When you have a component nested inside of another component like this "Clicker" which I'm using inside of my app, you might think you could simply just add a "Handler" like click on here, and then you could just simply handle that inside of your app. "Onclick," and then we'll try and log out the event.
Once I start clicking on this button, nothing's going to happen. Even though it looks like the syntax is all right, we got the parens around the click, we have our onclick named method here, we've an onclick here, but nothing's happening.
This is because to capture an event that is bubbling up from a subcomponent, you need to add the caret in front saying "Look up for that event." I'll just hit "Save." Now, this is working just fine.

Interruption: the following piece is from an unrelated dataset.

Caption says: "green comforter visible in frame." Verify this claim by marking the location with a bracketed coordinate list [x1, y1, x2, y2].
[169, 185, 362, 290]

This little guy here is only necessary if an event is coming from a child component, which needs to come up to a parent component. If you want to get more creative with custom event, I'll go ahead and delete this. I'll add an update event.

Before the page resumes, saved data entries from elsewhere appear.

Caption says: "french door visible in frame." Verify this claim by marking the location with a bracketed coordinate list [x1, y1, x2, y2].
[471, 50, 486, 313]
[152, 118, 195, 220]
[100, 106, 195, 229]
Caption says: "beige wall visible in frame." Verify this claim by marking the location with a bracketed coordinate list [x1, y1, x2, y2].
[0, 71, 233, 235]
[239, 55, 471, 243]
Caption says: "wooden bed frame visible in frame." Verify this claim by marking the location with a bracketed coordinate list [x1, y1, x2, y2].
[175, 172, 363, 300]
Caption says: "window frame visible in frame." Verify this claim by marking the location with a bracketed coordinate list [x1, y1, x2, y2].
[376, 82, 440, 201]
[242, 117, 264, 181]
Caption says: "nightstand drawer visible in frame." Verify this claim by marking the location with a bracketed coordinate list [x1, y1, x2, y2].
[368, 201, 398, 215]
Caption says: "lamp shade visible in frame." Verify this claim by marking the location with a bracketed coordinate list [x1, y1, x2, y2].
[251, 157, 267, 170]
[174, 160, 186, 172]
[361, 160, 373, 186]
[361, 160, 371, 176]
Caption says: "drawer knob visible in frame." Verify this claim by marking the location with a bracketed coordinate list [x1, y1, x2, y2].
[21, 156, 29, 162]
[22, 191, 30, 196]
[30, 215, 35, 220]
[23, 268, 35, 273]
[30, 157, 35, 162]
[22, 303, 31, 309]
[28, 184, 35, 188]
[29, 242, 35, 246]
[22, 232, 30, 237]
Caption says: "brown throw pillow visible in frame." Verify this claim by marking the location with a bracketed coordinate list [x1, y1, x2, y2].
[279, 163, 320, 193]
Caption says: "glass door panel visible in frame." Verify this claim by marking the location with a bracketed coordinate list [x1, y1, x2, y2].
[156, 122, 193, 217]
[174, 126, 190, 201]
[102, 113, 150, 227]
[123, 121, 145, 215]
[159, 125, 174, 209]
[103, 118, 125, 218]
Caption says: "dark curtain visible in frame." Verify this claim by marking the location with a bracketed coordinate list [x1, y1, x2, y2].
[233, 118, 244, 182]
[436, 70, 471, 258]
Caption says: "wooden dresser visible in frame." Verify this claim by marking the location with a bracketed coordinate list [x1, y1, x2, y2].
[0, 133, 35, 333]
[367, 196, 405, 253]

That means I need to define somewhere my clicker and update event. What that looks like is in your code inside of the component, you define an events array. It's an array of strings for the events. This one is going to be called "Update."
On the clicker, we say "This update is a new Angular.event emitter." To trigger this event emitter, we're going to have an update on each click. Let's go ahead and handle a click. We'll "Handle the click." Switch back over to our app and this onclick. Here, we can trigger update by saying "Next." Next actually refers to observables and calling the next tick on that observable which we'll cover more in other lessons.

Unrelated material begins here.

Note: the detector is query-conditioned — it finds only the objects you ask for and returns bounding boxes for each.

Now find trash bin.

This means that update is now being fired and that on my app, I can now say "Event on update." I'll just log out updated. If everything's hooked up property, we're listening for update from my clicker. I'm clicking handling in onclick, and onclick is triggering update next. When I click on this button, I should get updated because update is being handled here.
Now, to have a bit more fun with this, let's keep track of a clicker value, so say "A clicker value." We'll start it at zero. Whenever clicker value or the clicker itself updates, we'll assign to event.value.
To get an event from here, we need to pass along an object inside of next where we give the value some sort of value. This value we're going to give it can be this.value which will start at zero, and will just past along here.
We're also going to want this.value to increment each timely click on it. Then finally, let's display the clicker value just to make it a visual thing inside of my app where I can just say "Clicker value." I hit "Save."
I'll start clicking and you'll see that it's updating. The process is that the clicker is handling a click event. That click event is triggering our update from our event emitter. It's calling next with an object with a value. That value is being updated and then handled in the OnUpdate, which again is handled here and then passed through.
One last thing I'll do to make this just a bit more feature-rich is I'll just make it so that on mouseout. So, "Mouseout," switch back over to my clicker, scroll up and say "Event on mouseout." We'll do this.value is zero, meaning we'll reset the value whenever we mouseout.
We'll say "This update next" and pass in a value of this.value. Now, whenever I click this button, it will start counting up. As soon as I mouseout, it resets to zero. Click, click, click, mouseout resets to zero.
I didn't have to change anything in my app, I'm just handling the update. I'm just adding some additional features to how we can dispatch that event, or trigger the next tick in that event based on however we want to handle it on the inside.